Das Haus Tenge und seine Zukunft
Das Haus Tenge, ein unter Denkmalschutz stehendes klassizistisches Geschäftshaus, wird ebenfalls unter die Lupe genommen. Geplant ist, dass das Standesamt dort ein Trauzimmer für Hochzeiten einrichtet. Im großen Saal im Obergeschoss sollen künftig größere Hochzeitsgesellschaften Platz finden, während im Erdgeschoss eine gastronomische Nutzung angestrebt wird. Die letzten Details des Mietvertrages für das Haus Tenge sind noch zu klären, und die Nutzung des Hauses steht ebenfalls auf der Tagesordnung im Immobilienausschuss.
Das Sterne-Restaurant „La Vie“ schloss im Juli 2018 seine Pforten und seitdem steht die Immobilie lange leer. Auch der Nachfolger des Pralinenherstellers Leysieffer, der ein Café betrieb, hat seine Türen 2024 geschlossen. Die Pläne für das Haus Tenge sind also nicht nur ein Schritt in die Zukunft, sondern auch eine Antwort auf die vergangenen Herausforderungen in der Gastronomie und dem Einzelhandel.
Katharina Pötter – eine engagierte Oberbürgermeisterin
Katharina Pötter, die 1979 in Münster geboren wurde und in Osnabrück aufwuchs, bringt eine breite Palette an Erfahrungen in ihre Rolle als Oberbürgermeisterin ein. Sie ist studierte Juristin und war seit 2001 Mitglied des Osnabrücker Stadtrats für die CDU. Ihre beruflichen Stationen umfassen unter anderem die Niedersächsische Landesschulbehörde sowie das Niedersächsische Kultusministerium und das Ministerium für Inneres, Sport und Integration. Zudem war sie Beigeordnete im Verwaltungsausschuss und Vorsitzende im Ausschuss für Finanzen, Infrastruktur und Beteiligungssteuerung. Pötter ist verheiratet und Mutter von drei Kindern, was sie zu einer engagierten Vertreterin der Osnabrücker Bürgerinnen und Bürger macht.

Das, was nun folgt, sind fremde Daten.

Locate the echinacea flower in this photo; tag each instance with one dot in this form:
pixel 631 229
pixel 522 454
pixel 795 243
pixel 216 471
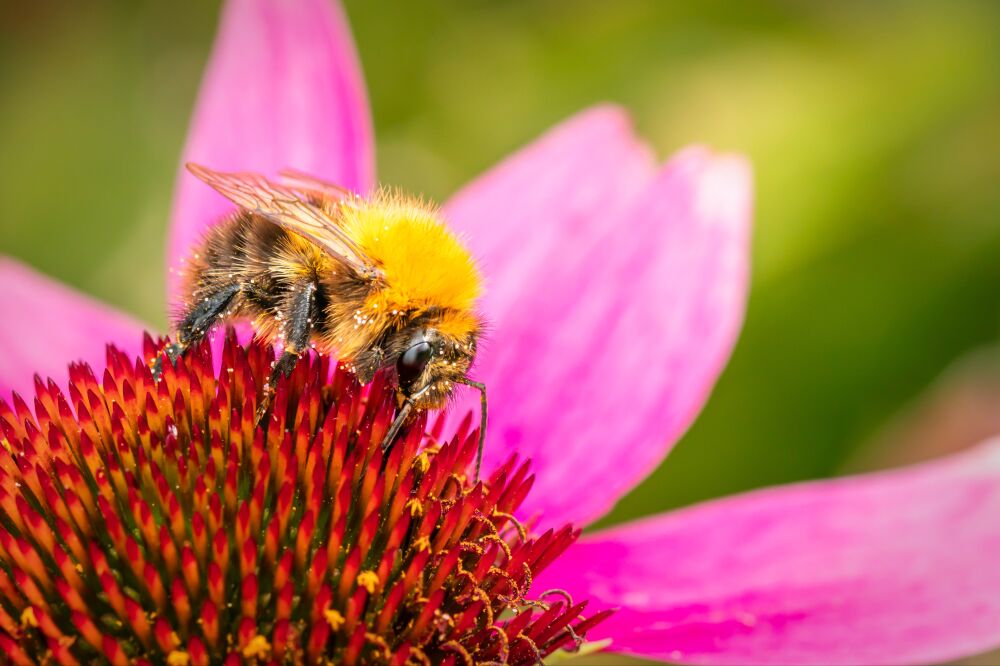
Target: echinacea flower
pixel 616 288
pixel 152 522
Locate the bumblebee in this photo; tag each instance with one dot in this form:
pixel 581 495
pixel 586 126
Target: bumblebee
pixel 379 281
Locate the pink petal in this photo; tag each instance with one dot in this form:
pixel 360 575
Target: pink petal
pixel 891 568
pixel 283 88
pixel 614 295
pixel 46 325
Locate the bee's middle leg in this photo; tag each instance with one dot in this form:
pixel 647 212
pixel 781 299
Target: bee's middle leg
pixel 299 314
pixel 196 324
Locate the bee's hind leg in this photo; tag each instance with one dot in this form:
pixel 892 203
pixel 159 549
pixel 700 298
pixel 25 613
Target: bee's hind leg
pixel 298 315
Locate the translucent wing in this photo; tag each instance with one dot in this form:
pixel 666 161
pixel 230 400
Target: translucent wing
pixel 296 206
pixel 316 189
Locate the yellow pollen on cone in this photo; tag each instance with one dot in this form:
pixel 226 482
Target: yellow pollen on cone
pixel 28 618
pixel 368 580
pixel 415 507
pixel 178 658
pixel 257 647
pixel 333 618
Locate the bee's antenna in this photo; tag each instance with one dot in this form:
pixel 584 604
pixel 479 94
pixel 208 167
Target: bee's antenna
pixel 397 423
pixel 482 421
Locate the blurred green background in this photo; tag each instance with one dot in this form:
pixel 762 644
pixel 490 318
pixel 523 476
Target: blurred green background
pixel 874 129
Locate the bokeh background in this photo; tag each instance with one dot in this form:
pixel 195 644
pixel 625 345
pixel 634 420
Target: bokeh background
pixel 874 129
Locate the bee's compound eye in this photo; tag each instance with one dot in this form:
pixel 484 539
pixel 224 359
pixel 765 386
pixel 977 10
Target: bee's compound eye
pixel 412 362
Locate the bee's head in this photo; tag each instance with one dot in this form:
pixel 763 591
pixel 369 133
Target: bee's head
pixel 430 362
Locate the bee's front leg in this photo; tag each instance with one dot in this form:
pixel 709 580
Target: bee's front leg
pixel 298 313
pixel 196 323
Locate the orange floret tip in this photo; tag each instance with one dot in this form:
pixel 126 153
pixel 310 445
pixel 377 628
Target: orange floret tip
pixel 154 522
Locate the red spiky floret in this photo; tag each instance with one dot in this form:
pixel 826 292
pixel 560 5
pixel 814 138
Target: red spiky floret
pixel 153 522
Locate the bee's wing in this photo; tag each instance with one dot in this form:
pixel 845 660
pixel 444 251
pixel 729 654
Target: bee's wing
pixel 287 207
pixel 314 188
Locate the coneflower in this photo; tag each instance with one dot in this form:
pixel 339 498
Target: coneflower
pixel 152 522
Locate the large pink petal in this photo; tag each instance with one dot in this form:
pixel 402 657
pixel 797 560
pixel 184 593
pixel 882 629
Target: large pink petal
pixel 283 89
pixel 614 295
pixel 46 325
pixel 891 568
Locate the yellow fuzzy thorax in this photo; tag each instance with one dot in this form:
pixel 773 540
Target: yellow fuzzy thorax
pixel 423 262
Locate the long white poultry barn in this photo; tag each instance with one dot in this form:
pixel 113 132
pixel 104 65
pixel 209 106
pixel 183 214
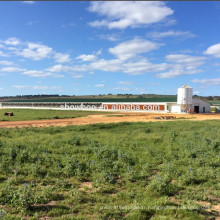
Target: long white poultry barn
pixel 185 104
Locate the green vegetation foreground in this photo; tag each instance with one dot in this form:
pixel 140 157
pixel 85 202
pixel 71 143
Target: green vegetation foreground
pixel 38 114
pixel 164 170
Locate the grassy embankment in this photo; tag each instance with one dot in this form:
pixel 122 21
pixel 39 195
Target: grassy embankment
pixel 164 170
pixel 37 114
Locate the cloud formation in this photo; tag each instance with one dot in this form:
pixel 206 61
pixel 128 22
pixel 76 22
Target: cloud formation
pixel 130 49
pixel 214 50
pixel 133 14
pixel 208 82
pixel 171 33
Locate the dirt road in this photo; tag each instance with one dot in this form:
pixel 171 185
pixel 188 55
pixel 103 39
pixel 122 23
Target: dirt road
pixel 114 118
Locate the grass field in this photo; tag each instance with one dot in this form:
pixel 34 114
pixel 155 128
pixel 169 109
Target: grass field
pixel 37 114
pixel 136 99
pixel 163 170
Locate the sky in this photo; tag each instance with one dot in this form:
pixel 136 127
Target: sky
pixel 94 47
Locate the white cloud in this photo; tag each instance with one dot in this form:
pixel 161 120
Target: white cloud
pixel 208 82
pixel 68 25
pixel 214 50
pixel 85 57
pixel 174 73
pixel 181 64
pixel 28 2
pixel 158 35
pixel 37 73
pixel 30 23
pixel 121 14
pixel 107 65
pixel 125 82
pixel 130 49
pixel 77 76
pixel 37 87
pixel 185 59
pixel 124 89
pixel 62 68
pixel 36 51
pixel 12 41
pixel 6 63
pixel 3 54
pixel 143 66
pixel 61 58
pixel 99 85
pixel 11 69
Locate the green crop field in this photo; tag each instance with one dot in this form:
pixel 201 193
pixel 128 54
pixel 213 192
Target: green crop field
pixel 163 170
pixel 167 99
pixel 37 114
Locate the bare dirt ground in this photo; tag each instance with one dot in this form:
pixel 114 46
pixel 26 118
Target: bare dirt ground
pixel 112 118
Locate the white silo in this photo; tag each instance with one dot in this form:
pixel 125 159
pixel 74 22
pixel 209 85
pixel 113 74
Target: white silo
pixel 184 97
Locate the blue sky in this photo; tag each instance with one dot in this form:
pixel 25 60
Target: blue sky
pixel 80 48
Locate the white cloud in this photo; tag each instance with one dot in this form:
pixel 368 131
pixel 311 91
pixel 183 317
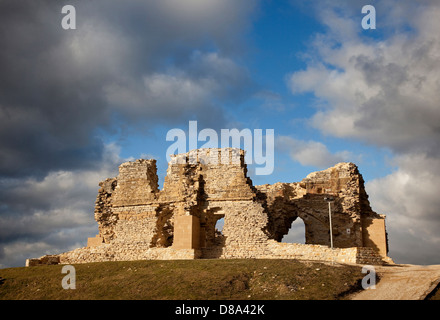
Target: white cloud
pixel 386 92
pixel 310 153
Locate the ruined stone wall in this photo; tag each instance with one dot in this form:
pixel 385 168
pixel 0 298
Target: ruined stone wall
pixel 138 221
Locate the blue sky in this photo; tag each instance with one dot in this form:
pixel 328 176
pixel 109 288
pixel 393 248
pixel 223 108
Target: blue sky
pixel 76 103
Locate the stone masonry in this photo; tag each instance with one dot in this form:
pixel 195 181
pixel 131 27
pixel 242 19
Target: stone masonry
pixel 138 221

Die Entwicklungen rund um den Prelle-Shop und das Haus Tenge sind nicht nur bedeutend für die Stadtentwicklung, sondern auch für die kulturelle und soziale Infrastruktur in Osnabrück. Es bleibt abzuwarten, welche weiteren Informationen die Pressekonferenz am 30. April bringen wird und wie die Pläne letztlich umgesetzt werden. Eines ist sicher: Die Stadt Osnabrück bleibt ein spannender Ort voller Veränderungen und Möglichkeiten.